Britain’s work around Skyhammer and DragonFire sits in the same industrial context. Lasers attract attention because they offer speed-of-light engagement, deep magazines, and lower marginal cost per shot compared with missiles. The production reality is less tidy. High-energy laser systems require reliable power, cooling, optics, sensors, software, and maintainers, and they must operate through real weather, dust, turbulence, and battlefield disruption.
The JLWS programme also connects directly to the layered counter-drone market. Recent integration work around Airbus and Alta Ares has shown how detection, tracking, identification, electronic attack, kinetic defeat, and directed energy are being pulled into combined architectures. A high-power laser will not replace every interceptor, but it could reduce pressure on missile stockpiles if it can defeat enough targets at a lower cost per engagement.
Cruise missile defence is a harder requirement than small drone defeat. Cruise missiles are faster, more robust, and tactically more demanding targets. Engaging them with a laser means finding, tracking, and holding energy on the right point of the target under severe time constraints. That places equal weight on sensors, fire-control software, beam directors, and command integration.

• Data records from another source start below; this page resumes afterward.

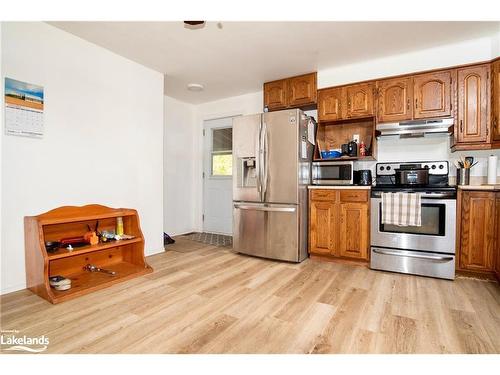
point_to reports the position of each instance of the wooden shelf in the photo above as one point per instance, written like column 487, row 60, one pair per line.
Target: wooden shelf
column 63, row 253
column 125, row 257
column 86, row 282
column 347, row 158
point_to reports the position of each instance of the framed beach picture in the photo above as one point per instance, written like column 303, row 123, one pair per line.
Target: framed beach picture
column 23, row 108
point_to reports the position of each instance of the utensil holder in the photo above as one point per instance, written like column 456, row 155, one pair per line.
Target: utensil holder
column 463, row 176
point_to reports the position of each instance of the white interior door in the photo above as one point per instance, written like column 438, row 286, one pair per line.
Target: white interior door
column 218, row 179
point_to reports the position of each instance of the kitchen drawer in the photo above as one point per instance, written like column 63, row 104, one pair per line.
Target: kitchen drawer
column 324, row 195
column 354, row 195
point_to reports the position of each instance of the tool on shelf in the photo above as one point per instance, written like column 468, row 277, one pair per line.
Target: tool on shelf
column 93, row 268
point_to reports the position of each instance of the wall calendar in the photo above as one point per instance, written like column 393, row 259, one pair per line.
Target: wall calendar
column 23, row 108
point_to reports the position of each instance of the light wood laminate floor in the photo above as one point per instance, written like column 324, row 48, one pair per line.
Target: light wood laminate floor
column 205, row 299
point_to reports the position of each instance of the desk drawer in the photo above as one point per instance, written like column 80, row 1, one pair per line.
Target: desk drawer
column 354, row 195
column 324, row 195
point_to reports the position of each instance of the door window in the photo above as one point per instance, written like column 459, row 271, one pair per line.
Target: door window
column 222, row 152
column 433, row 221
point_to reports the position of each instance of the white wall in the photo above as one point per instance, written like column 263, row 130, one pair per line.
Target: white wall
column 389, row 149
column 433, row 58
column 420, row 149
column 180, row 156
column 103, row 137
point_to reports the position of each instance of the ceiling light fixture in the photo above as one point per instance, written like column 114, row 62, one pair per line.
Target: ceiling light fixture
column 194, row 25
column 195, row 87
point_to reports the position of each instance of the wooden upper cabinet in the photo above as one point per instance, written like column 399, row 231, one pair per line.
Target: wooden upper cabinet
column 477, row 231
column 495, row 100
column 294, row 92
column 473, row 106
column 359, row 100
column 302, row 90
column 275, row 94
column 330, row 104
column 432, row 95
column 395, row 99
column 354, row 230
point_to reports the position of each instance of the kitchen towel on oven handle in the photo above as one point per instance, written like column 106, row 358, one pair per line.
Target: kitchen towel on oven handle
column 402, row 209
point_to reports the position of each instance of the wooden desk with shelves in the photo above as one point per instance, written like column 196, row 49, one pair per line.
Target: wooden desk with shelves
column 125, row 257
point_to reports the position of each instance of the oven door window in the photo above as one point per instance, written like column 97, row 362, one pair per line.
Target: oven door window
column 433, row 222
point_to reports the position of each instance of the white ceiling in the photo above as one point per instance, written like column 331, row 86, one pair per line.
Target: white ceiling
column 238, row 58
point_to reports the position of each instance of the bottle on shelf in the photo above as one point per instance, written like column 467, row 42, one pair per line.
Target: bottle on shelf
column 119, row 226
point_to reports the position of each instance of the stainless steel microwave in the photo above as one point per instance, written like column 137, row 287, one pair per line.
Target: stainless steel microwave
column 333, row 173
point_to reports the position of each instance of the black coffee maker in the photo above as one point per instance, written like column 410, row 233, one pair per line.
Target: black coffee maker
column 352, row 149
column 363, row 177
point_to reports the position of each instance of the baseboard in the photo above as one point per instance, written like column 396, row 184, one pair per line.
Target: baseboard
column 14, row 288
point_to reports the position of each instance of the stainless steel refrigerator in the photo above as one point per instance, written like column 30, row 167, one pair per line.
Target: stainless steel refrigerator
column 272, row 162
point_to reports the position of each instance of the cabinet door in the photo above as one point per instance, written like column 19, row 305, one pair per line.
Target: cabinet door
column 495, row 101
column 354, row 230
column 477, row 231
column 432, row 95
column 359, row 99
column 497, row 234
column 302, row 90
column 473, row 104
column 321, row 227
column 395, row 98
column 275, row 95
column 330, row 104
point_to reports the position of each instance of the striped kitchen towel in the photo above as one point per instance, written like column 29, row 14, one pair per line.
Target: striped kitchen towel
column 402, row 209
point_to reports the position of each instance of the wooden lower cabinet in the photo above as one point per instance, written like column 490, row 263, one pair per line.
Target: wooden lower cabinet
column 322, row 223
column 339, row 223
column 354, row 230
column 478, row 237
column 497, row 253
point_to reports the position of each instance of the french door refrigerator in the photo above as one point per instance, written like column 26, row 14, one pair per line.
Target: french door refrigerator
column 272, row 160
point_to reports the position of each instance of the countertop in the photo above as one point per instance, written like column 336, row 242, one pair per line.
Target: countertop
column 480, row 187
column 337, row 187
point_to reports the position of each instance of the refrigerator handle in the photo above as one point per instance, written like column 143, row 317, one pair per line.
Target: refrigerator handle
column 258, row 165
column 264, row 208
column 265, row 169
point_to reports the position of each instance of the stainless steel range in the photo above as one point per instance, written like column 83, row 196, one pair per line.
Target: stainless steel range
column 429, row 249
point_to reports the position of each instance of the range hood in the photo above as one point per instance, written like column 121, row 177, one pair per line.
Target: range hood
column 415, row 128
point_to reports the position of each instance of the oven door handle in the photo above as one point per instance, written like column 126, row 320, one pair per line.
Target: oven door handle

The containerised model points to a need for theatre flexibility. A system that can be moved between bases, ships, or deployed sites has obvious appeal, especially where fixed infrastructure is vulnerable or where combatant commands need to build temporary layered defence. Containerisation also imposes limits. Power, cooling, maintenance access, and structural rigidity must fit inside a modular footprint.
For suppliers, the award marks a transition from experimental prestige to industrial accountability. Customers will expect reliability, maintainability, safety certification, spare parts, upgrade roadmaps, and training. A high-energy laser that works under controlled conditions is no longer enough.
JLWS is an air-defence programme, a directed-energy programme, and a manufacturing test. It asks whether the US industrial base can turn very high-power lasers into deployable systems rather than bespoke prototypes. If it succeeds, missile defence architectures gain another layer. If it stalls, directed energy will remain an impressive technology waiting for the factory discipline that makes weapons useful.